X-band EPR spectra of oxidized membrane fragments from wt and ctpA⁻ mutant strains in the spectral range were paramagnetic copper species are typically observed. g = 2.6 to g = 2.0). The spectra were normalized to corresponding protein contents in both types of membranes. Instrument settings: microwave frequency, 9.43 GHz; temperature, 15 K; microwave power, 6.3 milliwatts; modulation amplitude, 3.2 millitesla.

FIGURE 6.

caa₃ oxidase in-gel activity assay on gradient BN-PAGE. Res2 and Res2- ctpA⁻ mutants were grown semi-aerobically in malate medium (1.6 μm CuSO₄) or in malate supplemented with CuSO₄ (20 μm). Inactivation of ctpA resulted in a significant decrease of caa₃ oxidase activity. The addition of 20 μm of CuSO₄ to the growth medium of ctpA⁻ mutant can also partially restore the caa₃ oxidase activity in the mutant.

FIGURE 7.

cbb₃ oxidase in-gel activity assay on gradient BN-PAGE. wt and ctpA⁻ mutant were grown semi-aerobically in malate medium.

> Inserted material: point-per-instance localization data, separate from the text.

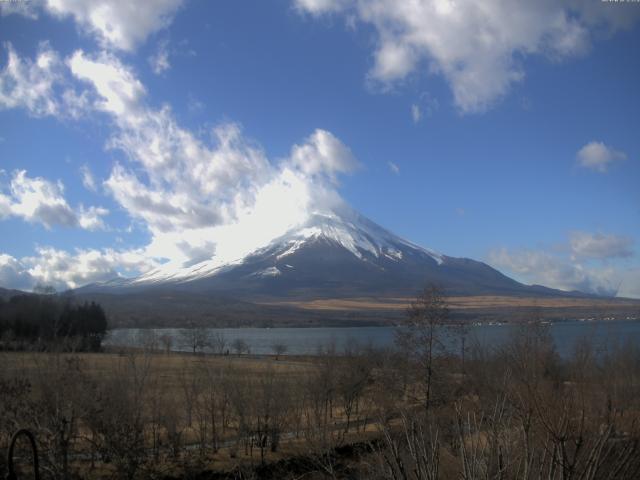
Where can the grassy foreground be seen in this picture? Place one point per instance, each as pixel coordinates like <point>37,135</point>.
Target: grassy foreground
<point>520,412</point>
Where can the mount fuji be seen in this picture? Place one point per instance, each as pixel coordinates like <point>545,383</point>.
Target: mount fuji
<point>333,254</point>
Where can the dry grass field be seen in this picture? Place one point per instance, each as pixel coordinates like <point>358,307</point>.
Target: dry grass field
<point>465,302</point>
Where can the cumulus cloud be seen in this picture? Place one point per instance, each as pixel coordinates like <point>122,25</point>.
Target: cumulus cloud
<point>585,263</point>
<point>39,86</point>
<point>26,9</point>
<point>91,218</point>
<point>545,268</point>
<point>30,84</point>
<point>323,154</point>
<point>598,157</point>
<point>116,24</point>
<point>13,274</point>
<point>88,180</point>
<point>159,61</point>
<point>416,113</point>
<point>39,200</point>
<point>63,270</point>
<point>476,46</point>
<point>600,246</point>
<point>201,198</point>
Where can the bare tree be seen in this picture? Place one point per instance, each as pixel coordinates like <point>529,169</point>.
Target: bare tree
<point>420,334</point>
<point>195,338</point>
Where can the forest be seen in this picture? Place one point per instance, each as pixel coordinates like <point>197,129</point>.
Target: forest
<point>417,411</point>
<point>45,322</point>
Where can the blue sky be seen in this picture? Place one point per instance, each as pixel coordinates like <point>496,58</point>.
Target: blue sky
<point>132,136</point>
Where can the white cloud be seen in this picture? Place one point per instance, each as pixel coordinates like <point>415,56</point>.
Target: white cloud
<point>64,270</point>
<point>118,24</point>
<point>30,84</point>
<point>41,201</point>
<point>600,246</point>
<point>13,274</point>
<point>198,197</point>
<point>416,113</point>
<point>24,8</point>
<point>159,61</point>
<point>117,87</point>
<point>323,154</point>
<point>598,156</point>
<point>585,263</point>
<point>544,268</point>
<point>88,180</point>
<point>476,46</point>
<point>91,218</point>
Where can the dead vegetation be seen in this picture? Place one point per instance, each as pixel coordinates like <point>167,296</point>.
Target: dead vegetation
<point>413,413</point>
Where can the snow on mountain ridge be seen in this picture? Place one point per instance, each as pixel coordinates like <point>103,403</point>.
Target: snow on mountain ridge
<point>348,229</point>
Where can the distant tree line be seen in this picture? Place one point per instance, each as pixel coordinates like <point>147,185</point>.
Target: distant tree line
<point>28,321</point>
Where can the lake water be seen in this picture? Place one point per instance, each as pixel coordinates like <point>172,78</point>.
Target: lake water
<point>306,341</point>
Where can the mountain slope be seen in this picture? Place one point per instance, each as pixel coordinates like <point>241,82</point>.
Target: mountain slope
<point>332,255</point>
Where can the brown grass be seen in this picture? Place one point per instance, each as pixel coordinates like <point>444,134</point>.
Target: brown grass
<point>459,303</point>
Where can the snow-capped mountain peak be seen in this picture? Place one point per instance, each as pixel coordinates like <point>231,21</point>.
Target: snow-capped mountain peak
<point>345,228</point>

LH-RC, light harvesting reaction center. A drastic decrease in the amount of the high molecular blue-violet band (containing the nitrous oxide reductase NosZ) observed in the wild type was decreased in the ctpA⁻ mutant.

FIGURE 8.

Analysis of ctpA⁻ mutant membranes compared with wild type on gradient BN-PAGE. Cells were grown semi-aerobically in malate medium supplemented or not with 20 or 100 μm CuSO₄. In-gel cbb₃ activity in these membranes is shown. The addition of 20 or 100 μm CuSO₄ to the growth medium of ctpA⁻ mutant can also restore the NosZ accumulation in the membranes in the mutant. LH-RC, light harvesting reaction center.